See that little white diamond on his head? That's Huck's lucky star.

See that little white diamond on his head? That’s Huck’s lucky star.

He’s a sweet boy, really, he is.  He has watched over both of my babies and would give G and me the stink eye if we let them fuss for too long.  He hasn’t eaten a dog bed in years.  He barks whenever a car pulls up then hushes.  But he’s still a dog.  Given the opportunity, he will sneak food off the kitchen counter.  Like Tuesday, he ate half of a homemade red velvet cake and only a small part of the cardboard box it was in.  And I guess he hasn’t learned from the Oprah incident because last weekend at the park he dove into the lake and started swimming after the geese.  It was the first time in seven years I’ve seen him touch the water voluntarily.  When it gets rainy, he digs holes under the fence and roams the neighborhood looking for other dogs.  He’s made a new friend up the street and last week he dug a hole INTO their backyard.  
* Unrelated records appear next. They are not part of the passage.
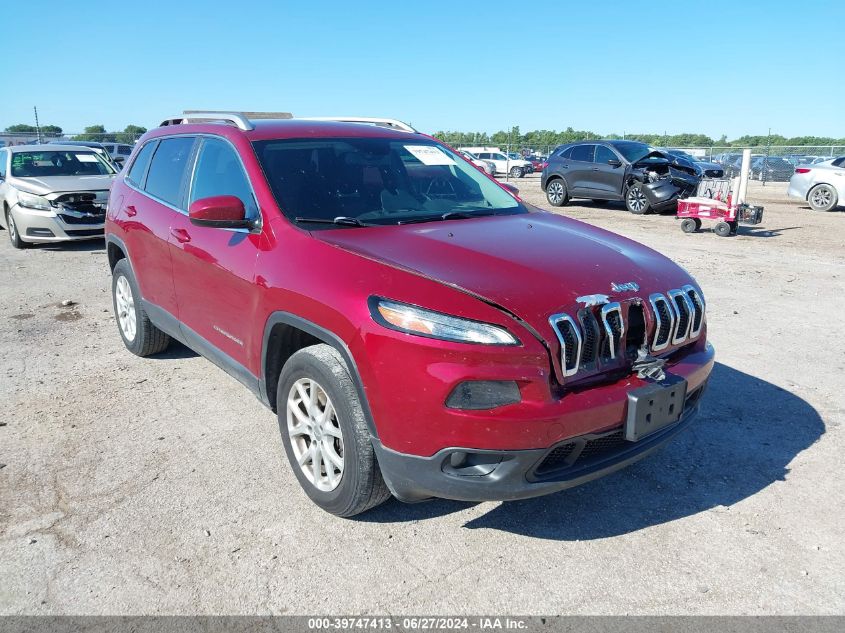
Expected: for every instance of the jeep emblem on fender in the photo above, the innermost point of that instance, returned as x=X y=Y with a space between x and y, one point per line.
x=626 y=287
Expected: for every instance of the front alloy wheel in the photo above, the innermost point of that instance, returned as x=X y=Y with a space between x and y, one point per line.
x=635 y=200
x=556 y=193
x=315 y=434
x=822 y=198
x=14 y=236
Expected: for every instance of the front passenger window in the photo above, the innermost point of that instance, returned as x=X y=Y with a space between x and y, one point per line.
x=219 y=173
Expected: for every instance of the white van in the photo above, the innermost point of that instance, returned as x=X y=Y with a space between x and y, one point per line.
x=517 y=168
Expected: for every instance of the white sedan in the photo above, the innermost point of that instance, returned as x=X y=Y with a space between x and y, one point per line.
x=822 y=185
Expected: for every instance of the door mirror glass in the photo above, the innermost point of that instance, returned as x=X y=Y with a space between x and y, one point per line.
x=222 y=212
x=512 y=188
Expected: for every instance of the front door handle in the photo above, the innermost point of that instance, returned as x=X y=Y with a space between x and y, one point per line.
x=181 y=235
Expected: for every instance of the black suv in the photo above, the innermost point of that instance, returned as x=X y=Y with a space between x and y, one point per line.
x=645 y=178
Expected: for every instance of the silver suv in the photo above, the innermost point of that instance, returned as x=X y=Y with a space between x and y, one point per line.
x=53 y=193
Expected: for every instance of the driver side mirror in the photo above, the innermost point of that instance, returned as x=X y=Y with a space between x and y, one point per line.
x=219 y=212
x=512 y=188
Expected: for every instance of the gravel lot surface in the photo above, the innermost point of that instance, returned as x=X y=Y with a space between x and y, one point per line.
x=159 y=485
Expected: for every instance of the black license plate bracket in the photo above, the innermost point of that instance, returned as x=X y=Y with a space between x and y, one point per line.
x=654 y=407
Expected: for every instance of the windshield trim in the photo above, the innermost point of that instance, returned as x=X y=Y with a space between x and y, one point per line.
x=366 y=219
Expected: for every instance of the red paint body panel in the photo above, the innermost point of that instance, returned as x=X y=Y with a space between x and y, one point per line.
x=510 y=271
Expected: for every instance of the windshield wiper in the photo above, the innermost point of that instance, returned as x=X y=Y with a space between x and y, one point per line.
x=449 y=215
x=341 y=220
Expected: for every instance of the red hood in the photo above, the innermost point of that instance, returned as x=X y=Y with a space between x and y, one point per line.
x=535 y=265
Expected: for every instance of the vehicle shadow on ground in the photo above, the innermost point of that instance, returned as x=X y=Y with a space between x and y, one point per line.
x=745 y=231
x=72 y=247
x=175 y=351
x=743 y=440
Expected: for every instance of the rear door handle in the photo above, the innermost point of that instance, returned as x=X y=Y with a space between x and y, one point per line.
x=181 y=235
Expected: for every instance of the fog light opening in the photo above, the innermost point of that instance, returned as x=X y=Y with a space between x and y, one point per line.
x=476 y=395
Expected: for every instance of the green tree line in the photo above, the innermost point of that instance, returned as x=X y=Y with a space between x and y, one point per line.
x=548 y=138
x=92 y=133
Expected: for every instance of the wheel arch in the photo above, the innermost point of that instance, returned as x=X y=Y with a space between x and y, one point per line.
x=284 y=335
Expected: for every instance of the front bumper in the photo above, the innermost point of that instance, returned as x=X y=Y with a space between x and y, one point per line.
x=36 y=226
x=511 y=475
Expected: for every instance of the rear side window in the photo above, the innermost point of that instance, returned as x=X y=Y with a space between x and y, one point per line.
x=219 y=173
x=167 y=169
x=139 y=165
x=583 y=153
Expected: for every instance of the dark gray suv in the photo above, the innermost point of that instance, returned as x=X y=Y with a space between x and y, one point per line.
x=645 y=178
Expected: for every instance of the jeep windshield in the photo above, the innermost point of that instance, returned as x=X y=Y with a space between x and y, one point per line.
x=376 y=181
x=59 y=163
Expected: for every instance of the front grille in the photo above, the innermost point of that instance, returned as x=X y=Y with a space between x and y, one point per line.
x=581 y=450
x=664 y=318
x=570 y=342
x=697 y=311
x=88 y=219
x=683 y=311
x=592 y=337
x=614 y=328
x=84 y=233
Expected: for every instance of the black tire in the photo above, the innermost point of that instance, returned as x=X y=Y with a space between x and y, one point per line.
x=722 y=229
x=556 y=192
x=822 y=198
x=148 y=339
x=635 y=199
x=361 y=486
x=14 y=234
x=690 y=225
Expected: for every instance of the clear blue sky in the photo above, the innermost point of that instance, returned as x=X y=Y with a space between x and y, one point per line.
x=605 y=66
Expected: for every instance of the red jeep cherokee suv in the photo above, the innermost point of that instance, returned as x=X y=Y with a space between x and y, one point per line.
x=418 y=329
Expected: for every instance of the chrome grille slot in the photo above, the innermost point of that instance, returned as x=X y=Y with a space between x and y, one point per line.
x=682 y=307
x=637 y=335
x=698 y=311
x=571 y=342
x=664 y=321
x=614 y=327
x=592 y=338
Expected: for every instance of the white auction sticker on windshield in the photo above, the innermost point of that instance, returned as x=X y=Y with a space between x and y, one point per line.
x=430 y=155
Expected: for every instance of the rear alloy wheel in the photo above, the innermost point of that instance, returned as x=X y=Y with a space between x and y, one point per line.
x=325 y=433
x=822 y=198
x=14 y=236
x=556 y=193
x=635 y=199
x=690 y=225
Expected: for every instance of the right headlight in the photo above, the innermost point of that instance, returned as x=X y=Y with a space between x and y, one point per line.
x=31 y=201
x=422 y=322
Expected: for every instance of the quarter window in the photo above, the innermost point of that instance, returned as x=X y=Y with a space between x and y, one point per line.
x=167 y=169
x=604 y=154
x=219 y=173
x=139 y=165
x=583 y=153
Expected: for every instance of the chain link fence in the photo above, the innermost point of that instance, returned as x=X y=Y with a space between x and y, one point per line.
x=125 y=138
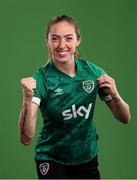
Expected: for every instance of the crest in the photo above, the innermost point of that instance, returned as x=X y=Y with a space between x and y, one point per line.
x=88 y=86
x=44 y=168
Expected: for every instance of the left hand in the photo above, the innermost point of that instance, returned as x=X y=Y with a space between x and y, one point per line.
x=109 y=83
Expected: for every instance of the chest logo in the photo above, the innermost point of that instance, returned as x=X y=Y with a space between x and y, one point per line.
x=88 y=86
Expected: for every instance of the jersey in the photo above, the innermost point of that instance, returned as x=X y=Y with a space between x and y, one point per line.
x=68 y=134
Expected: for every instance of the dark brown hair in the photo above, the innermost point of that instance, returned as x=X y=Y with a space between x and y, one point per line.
x=62 y=18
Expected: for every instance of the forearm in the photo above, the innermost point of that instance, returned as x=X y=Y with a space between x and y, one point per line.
x=26 y=124
x=120 y=109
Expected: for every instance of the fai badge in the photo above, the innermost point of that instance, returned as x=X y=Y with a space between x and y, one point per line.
x=44 y=168
x=88 y=86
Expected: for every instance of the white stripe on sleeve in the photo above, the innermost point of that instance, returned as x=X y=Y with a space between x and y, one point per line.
x=36 y=100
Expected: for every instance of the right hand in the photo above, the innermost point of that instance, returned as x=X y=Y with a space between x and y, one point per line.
x=28 y=87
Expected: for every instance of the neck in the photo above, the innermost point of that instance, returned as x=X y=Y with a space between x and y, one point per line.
x=67 y=67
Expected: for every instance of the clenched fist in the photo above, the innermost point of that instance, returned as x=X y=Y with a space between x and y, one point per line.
x=28 y=87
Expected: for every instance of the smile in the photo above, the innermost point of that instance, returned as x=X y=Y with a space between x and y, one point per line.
x=62 y=53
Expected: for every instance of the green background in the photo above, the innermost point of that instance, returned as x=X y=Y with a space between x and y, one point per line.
x=108 y=29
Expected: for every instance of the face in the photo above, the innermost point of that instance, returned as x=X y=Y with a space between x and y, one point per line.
x=62 y=42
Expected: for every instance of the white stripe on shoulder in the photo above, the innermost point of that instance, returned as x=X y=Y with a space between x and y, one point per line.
x=36 y=100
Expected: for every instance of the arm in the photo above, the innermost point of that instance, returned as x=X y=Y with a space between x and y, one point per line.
x=117 y=105
x=28 y=114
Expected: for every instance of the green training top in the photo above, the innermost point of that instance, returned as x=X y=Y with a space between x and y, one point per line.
x=68 y=133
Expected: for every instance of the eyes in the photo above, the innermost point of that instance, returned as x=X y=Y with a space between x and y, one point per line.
x=57 y=38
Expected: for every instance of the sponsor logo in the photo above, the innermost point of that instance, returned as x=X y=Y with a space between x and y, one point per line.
x=73 y=112
x=44 y=168
x=58 y=91
x=88 y=86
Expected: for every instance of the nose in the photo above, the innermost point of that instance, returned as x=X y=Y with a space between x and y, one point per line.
x=62 y=43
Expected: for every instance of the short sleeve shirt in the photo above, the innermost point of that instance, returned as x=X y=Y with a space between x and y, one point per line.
x=68 y=134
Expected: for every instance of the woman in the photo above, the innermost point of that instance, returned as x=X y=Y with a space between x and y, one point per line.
x=65 y=90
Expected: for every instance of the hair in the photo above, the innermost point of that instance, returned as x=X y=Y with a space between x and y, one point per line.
x=58 y=19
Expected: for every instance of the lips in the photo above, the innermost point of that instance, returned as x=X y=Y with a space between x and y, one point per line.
x=63 y=53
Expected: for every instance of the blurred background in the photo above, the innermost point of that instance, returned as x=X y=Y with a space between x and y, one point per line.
x=109 y=39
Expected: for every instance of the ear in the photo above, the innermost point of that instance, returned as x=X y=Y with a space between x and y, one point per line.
x=78 y=42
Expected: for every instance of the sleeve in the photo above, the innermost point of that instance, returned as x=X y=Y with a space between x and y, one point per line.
x=41 y=89
x=98 y=71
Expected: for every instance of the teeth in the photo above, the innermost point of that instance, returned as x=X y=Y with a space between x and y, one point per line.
x=62 y=53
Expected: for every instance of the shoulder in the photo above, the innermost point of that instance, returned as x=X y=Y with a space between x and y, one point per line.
x=44 y=70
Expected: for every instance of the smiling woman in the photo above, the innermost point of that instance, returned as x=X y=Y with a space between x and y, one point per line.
x=65 y=90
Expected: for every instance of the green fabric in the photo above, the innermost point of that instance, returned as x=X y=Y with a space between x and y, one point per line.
x=68 y=134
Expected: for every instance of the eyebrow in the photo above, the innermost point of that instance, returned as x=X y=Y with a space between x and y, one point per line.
x=64 y=36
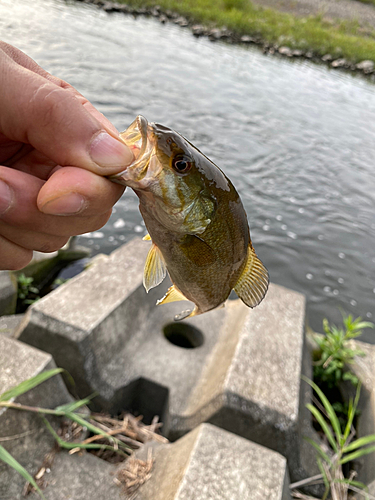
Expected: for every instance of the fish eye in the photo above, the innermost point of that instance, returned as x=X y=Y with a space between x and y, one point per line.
x=181 y=164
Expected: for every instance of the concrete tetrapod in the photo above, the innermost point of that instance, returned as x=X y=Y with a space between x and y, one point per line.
x=24 y=434
x=235 y=367
x=212 y=464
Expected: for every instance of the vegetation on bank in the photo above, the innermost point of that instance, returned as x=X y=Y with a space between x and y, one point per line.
x=339 y=38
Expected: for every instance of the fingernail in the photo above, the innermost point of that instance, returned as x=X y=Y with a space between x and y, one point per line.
x=5 y=197
x=69 y=204
x=107 y=151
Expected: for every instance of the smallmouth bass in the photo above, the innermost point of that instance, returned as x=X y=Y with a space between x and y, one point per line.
x=195 y=219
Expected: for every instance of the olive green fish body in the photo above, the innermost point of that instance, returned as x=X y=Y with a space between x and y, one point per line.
x=195 y=219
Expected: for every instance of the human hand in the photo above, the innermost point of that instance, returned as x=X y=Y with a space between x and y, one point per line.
x=55 y=149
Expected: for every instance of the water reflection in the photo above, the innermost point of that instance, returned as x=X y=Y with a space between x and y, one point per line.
x=298 y=140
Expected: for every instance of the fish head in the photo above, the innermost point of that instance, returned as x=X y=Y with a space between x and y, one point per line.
x=172 y=178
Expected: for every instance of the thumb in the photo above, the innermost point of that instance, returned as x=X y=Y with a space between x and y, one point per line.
x=50 y=116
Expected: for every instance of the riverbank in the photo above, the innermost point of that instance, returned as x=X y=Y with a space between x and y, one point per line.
x=340 y=33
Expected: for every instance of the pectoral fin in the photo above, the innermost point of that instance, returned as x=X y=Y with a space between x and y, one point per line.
x=172 y=295
x=155 y=268
x=253 y=282
x=186 y=314
x=200 y=214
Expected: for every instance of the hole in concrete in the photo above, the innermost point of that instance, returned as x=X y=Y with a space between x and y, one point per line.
x=183 y=335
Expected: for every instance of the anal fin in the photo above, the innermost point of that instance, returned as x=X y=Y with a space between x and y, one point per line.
x=172 y=295
x=253 y=282
x=155 y=268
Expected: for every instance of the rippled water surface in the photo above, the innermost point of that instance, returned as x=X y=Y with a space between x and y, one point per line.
x=296 y=139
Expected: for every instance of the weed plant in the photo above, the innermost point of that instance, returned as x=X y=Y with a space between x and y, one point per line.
x=338 y=38
x=344 y=450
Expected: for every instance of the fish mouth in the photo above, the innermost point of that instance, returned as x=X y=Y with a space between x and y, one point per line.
x=140 y=138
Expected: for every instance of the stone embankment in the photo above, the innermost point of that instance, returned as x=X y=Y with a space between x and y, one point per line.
x=309 y=7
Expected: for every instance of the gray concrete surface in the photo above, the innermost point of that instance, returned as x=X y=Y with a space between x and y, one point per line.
x=245 y=377
x=8 y=293
x=212 y=464
x=22 y=433
x=10 y=324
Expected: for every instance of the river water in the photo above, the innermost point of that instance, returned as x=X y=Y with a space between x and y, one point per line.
x=296 y=139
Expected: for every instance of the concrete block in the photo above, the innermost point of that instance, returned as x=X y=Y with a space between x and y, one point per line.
x=212 y=464
x=10 y=324
x=8 y=293
x=242 y=370
x=24 y=434
x=75 y=477
x=84 y=322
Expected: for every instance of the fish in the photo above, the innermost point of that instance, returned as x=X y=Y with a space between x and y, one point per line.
x=195 y=220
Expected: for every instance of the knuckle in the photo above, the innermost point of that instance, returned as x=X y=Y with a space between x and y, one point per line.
x=52 y=245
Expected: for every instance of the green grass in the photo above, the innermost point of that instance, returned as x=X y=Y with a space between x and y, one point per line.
x=338 y=38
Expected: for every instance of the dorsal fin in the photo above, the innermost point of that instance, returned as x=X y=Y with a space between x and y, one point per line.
x=253 y=282
x=155 y=268
x=172 y=295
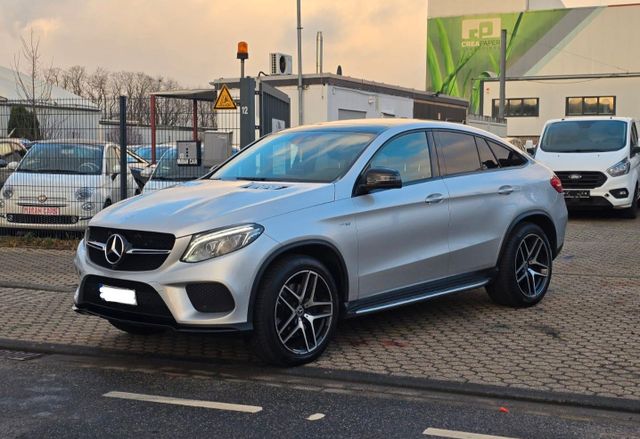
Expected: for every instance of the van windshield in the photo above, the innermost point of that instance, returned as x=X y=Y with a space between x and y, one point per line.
x=584 y=136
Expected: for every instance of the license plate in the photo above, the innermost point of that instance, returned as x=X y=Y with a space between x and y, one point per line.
x=577 y=194
x=118 y=295
x=37 y=210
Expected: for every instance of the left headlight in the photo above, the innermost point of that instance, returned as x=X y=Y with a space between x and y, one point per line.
x=84 y=193
x=216 y=243
x=620 y=168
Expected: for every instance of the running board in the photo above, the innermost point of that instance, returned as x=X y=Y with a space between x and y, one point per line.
x=393 y=300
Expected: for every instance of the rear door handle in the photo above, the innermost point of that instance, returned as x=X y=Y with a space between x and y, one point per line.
x=434 y=199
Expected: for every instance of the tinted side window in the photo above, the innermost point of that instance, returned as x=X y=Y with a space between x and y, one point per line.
x=506 y=156
x=487 y=159
x=407 y=154
x=458 y=151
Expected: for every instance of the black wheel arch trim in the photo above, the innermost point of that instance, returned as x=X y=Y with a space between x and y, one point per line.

Life with Huck can be frustrating.  Especially yesterday.  We all woke up 40 minutes late because the baby had turned down the volume on my clock radio.  Vivi refused to get dressed and was hiding under the coffee table.  I looked around and NO HUCK in the den. No Huck on the deck.  No Huck in the yard.  WHAT THE HUCK.  I jumped in the car, rolled the windows down and drove slowly up and down our street screaming, “HUUUUUUCK!  HUCK!  HUCKHUCKHUCK!!!  HUUUUUUUUUCK!”  It’s cathartic.  But I was careful to enunciate.  Very careful.  

My friend’s dog is named Axel.  Gotta be careful yelling that one, too.